Arithmetic Coding

This is a proof-of-concept Java implementation of arithmetic coding (and Huffman coding for benchmarking). This project is submitted as my final project to ORIE 4742.

Conventions

The encoders can only encode ASCII characters (0-127) and uses 128 as the end-of-file (aka stop) symbol.
Decoders must be constructed using the same probability model (for AC) or codes/Huffman tree (for Huffman coding) as the encoder. Otherwise, the output would not make sense (and is not guaranteed to terminate since the end-of-file symbol may be encoded differently).
A new instance of a probability model must be created for each encoder and decoder since the probability models can have internal states depending on the text it has read.
For arithmetic coding, the encoded bytes represent a decimal fraction 0.(bytes) with infinitely many zeros padded at the end.
Only basic I/O functionalities are implemented: Encoding or decoding files currently reads the entire file into memory and then perform the operations. Therefore, attempting to encode or decode large files may result in an out-of-memory error.

Arithmetic coding

The encoder and decoder takes a probability model that predicts the probability of each character given the text it has seen so far, $P(x_n = c | x_1, \ldots, x_{n - 1})$.

The fixed probability model always assigns fixed probabilities $p_c$ to each character $c$, regardless of what it has read.

The Dirichlet model is an adaptive model that counts the frequency $f_c$ of each character in the context it has seen and then assigns the following probability:

$$P(x_n = c | x_1, \ldots, x_{n - 1}) = \frac{f_c + \alpha}{\sum_i (f_i + \alpha)}$$

where $\alpha$ is a hyperparameter. Note that a smaller $\alpha$ means that the model is more responsive to the context, assigning greater probabilities to the symbols that it has seen.

The Bigram Dirichlet model is an adaptive model which uses a Dirichlet model for each character. It counts the frequency $f_{p, c}$ of each character c given that the previous character is p in the context it has seen. It then assigns the following probability:

$$P(x_n = c | x_1, \ldots, x_{n - 2}, x_{n - 1} = p) = \frac{f_{p, c} + \alpha}{\sum_i (f_{p, i} + \alpha)}$$

This aims to take advantage of the fact that in English and other languages, the letters in the text are not independent of each other. For example, in English, the next letter after q is almost always u.

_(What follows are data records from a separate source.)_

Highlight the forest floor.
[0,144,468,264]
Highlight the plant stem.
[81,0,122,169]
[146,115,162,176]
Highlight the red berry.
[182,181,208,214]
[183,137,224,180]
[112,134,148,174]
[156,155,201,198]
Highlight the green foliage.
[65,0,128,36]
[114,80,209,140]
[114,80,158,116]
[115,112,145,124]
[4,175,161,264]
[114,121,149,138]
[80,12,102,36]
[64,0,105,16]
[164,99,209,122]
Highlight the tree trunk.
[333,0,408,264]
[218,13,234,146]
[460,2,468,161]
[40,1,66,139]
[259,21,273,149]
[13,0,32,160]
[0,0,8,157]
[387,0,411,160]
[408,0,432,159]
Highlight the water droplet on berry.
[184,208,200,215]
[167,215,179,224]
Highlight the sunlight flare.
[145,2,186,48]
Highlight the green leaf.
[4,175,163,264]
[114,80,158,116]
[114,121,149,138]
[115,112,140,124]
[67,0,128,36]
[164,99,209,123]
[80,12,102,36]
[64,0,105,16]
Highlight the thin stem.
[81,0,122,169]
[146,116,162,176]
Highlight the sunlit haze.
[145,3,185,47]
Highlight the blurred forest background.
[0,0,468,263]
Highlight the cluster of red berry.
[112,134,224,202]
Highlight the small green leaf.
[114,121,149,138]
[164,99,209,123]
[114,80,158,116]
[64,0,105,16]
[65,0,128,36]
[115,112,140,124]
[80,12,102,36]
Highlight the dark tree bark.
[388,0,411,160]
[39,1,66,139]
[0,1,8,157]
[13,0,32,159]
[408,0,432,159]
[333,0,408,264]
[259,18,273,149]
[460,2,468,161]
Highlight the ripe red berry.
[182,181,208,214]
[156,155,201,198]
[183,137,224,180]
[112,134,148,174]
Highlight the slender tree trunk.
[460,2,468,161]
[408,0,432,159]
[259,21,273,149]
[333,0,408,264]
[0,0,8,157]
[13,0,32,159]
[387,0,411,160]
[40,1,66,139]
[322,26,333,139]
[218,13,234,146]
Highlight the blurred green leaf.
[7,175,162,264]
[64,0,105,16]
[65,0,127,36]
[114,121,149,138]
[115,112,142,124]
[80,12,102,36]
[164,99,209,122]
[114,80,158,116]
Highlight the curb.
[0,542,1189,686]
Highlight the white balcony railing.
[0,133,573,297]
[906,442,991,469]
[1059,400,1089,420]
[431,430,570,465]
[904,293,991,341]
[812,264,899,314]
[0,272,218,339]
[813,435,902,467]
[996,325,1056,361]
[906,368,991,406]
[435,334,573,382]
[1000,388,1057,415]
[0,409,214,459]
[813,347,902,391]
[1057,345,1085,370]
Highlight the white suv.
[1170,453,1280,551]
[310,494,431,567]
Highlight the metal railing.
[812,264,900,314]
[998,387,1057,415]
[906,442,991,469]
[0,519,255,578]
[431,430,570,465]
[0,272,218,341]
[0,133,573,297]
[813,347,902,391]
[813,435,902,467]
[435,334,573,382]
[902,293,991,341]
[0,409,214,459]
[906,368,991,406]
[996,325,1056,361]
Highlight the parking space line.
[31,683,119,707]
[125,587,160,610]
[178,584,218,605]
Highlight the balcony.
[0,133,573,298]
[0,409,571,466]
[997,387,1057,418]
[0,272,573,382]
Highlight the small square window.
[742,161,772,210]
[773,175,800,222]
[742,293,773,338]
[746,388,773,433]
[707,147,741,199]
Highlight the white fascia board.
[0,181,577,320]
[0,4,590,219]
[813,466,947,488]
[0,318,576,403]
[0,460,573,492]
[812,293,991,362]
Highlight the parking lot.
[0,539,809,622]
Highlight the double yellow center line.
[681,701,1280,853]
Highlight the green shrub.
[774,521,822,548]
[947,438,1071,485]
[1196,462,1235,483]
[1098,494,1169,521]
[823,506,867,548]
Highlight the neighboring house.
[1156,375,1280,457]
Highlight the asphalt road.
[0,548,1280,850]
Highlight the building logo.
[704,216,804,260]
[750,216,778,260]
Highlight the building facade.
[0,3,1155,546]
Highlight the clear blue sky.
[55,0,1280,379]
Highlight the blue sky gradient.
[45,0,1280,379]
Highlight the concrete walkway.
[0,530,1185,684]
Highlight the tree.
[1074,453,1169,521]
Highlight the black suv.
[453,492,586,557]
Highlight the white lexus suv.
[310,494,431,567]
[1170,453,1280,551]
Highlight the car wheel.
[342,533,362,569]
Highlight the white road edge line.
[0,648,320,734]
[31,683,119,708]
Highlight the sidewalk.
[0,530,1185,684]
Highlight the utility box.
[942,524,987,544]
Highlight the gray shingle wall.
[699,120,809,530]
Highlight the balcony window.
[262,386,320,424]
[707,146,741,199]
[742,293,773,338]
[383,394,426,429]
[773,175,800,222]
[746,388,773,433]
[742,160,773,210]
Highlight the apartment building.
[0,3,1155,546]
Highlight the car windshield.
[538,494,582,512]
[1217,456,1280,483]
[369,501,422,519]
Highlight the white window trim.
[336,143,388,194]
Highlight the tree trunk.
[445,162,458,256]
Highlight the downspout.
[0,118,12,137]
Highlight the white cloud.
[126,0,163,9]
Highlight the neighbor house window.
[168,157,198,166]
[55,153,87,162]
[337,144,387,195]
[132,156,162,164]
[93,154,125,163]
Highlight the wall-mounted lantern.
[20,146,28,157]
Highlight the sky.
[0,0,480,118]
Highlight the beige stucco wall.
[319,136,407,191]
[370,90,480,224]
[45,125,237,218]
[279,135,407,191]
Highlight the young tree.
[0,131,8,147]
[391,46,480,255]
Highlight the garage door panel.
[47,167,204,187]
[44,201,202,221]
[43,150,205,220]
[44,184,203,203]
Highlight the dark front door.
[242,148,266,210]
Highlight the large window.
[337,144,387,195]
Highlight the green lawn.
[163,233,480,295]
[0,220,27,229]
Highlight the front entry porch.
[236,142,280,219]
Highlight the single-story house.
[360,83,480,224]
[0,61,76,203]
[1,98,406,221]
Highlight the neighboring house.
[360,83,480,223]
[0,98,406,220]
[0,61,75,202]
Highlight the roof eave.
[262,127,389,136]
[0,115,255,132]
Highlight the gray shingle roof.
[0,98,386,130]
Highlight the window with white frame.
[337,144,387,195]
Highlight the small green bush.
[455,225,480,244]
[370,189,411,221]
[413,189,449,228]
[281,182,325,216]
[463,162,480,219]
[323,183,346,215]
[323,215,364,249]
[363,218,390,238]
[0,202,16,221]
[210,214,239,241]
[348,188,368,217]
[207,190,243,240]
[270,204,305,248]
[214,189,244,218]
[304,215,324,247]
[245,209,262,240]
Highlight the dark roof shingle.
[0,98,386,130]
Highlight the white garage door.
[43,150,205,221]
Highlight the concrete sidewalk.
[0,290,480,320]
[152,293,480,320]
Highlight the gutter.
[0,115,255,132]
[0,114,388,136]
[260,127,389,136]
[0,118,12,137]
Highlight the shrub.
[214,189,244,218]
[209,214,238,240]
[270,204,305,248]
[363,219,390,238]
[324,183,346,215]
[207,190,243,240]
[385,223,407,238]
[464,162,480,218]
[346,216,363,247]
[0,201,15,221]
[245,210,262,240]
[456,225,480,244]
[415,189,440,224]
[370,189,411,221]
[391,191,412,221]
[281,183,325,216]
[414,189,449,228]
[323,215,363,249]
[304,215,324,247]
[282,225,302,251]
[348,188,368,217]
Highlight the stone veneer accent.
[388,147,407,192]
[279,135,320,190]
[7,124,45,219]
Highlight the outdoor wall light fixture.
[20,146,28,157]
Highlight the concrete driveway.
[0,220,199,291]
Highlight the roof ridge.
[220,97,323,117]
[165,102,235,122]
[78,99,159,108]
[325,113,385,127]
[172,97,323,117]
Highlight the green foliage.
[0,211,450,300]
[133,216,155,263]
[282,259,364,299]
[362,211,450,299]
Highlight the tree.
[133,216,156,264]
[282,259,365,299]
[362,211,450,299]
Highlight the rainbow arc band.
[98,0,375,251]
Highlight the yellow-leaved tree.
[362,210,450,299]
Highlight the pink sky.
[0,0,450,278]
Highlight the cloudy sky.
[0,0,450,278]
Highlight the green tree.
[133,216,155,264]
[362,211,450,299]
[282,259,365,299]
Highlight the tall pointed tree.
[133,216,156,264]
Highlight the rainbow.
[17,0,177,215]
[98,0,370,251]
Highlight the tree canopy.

The encoder and decoder supports renormalization and underflow handling. For encoding, we keep track of the possible doubles that can be used to encode what we've seen so far as a range [low, high). If the range of possible doubles falls entirely in $[0, \frac{1}{2})$ or $[\frac{1}{2}, 1)$, we output a bit and renormalize the interval, scaling it up by 2. If the range of possible doubles falls entirely in $[\frac{1}{4}, \frac{3}{4})$, we scale up the interval and remember that we had an underflow condition. When the interval finally falls inside $[0, \frac{1}{2})$ or $[\frac{1}{2}, 1)$, we output a bit and then immediately output the opposite bit $t$ times, where $t$ is the number of times that the underflow condition happened. We then reset the number of underflow conditions to 0.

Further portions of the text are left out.